Und davon ist erstmals auch China betroffen.

Sobotka: In China leben rund 18 Prozent der gesamten Weltbevölkerung. Laut wissenschaftlichen Schätzungen ist die Bevölkerungszahl in China seit heuer aber rückläufig. Die Zahl der Arbeitskräfte in China stagniert bereits seit einigen Jahren. Dass nun die Gesamtbevölkerung Chinas zu schrumpfen beginnt, ist unter anderem auch auf den relativ starken Rückgang der Geburtenzahl während der Covid-Pandemie zurückzuführen.

Länder in Südosteuropa, osteuropäische Länder und die Kaukasusländer sind heute die Brennpunkte des Bevölkerungsrückgangs.

Welche Länder haben den stärksten Bevölkerungsrückgang zu verzeichnen?

Sobotka: Länder in Südosteuropa, osteuropäische Länder und die Kaukasusländer sind heute die Brennpunkte des Bevölkerungsrückgangs. Der Grund: Niedrige Geburtenraten und starke Abwanderung. Immer mehr junge Menschen ziehen aus den ärmeren Teilen Europas in die reicheren Teile des Kontinents. In Ländern wie Moldawien, Bulgarien, Serbien oder bis vor kurzem auch Georgien führt das unter anderem zu einem Trend der Überalterung der Bevölkerung.

Zusätzliche BELASTUNG im Klimawandel

Was bedeutet die Acht-Milliarden-Marke für den Planeten?

Sobotka: Bevölkerungswachstum macht den Umgang mit begrenzten Ressourcen und der Klimaveränderung schwieriger. Menschen in ärmeren Ländern haben zwar viel weniger der globalen CO2-Emissionen verursacht, sind aber überproportional von den Folgen der Klimakrise betroffen. Meeresspiegelanstieg, Dürren und anhaltende Hitzewellen können einige Regionen in Asien und Afrika unbewohnbar machen. Die Ungleichheiten, mit denen wir als Menschheit konfrontiert sind, werden sich also in Zukunft aufgrund des Klimawandels noch verschärfen.

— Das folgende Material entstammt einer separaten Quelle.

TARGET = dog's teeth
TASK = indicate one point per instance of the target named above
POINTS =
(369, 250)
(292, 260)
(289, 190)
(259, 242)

Klimawandel und Bevölkerungswachstum hängen also zusammen.

Sobotka: Und hinzu kommt: Die rasante wirtschaftliche Entwicklung, die einige dieser ärmeren Länder in den kommenden Jahren durchmachen werden. Das haben wir am Beispiel Chinas gesehen, wo sich die CO2-Emissionen seit dem Jahr 2000 verdreifacht haben. Seit 2005 ist China der weltweit größte Produzent von CO2-Emissionen, die inzwischen 30 Prozent aller weltweit produzierten Emissionen ausmachen. Indien durchläuft jetzt eine ähnliche Entwicklung. Die sehr schwierige Frage für die Menschheit ist also, wie man allen Ländern ermöglichen kann, sich wirtschaftlich zu entwickeln, ohne den Planeten durch den rapiden Anstieg der Emissionen weiter aufzuheizen.

 

AUF EINEN BLICK

Tomáš Sobotka leitet die Forschungsgruppe „Fertilität und Familie“ am Institut für Demographie der Österreichischen Akademie der Wissenschaften (ÖAW). Der Bevölkerungswissenschaftler und ERC-Preisträger studierte an der Universität Prag und promovierte an der niederländischen Universität Groningen.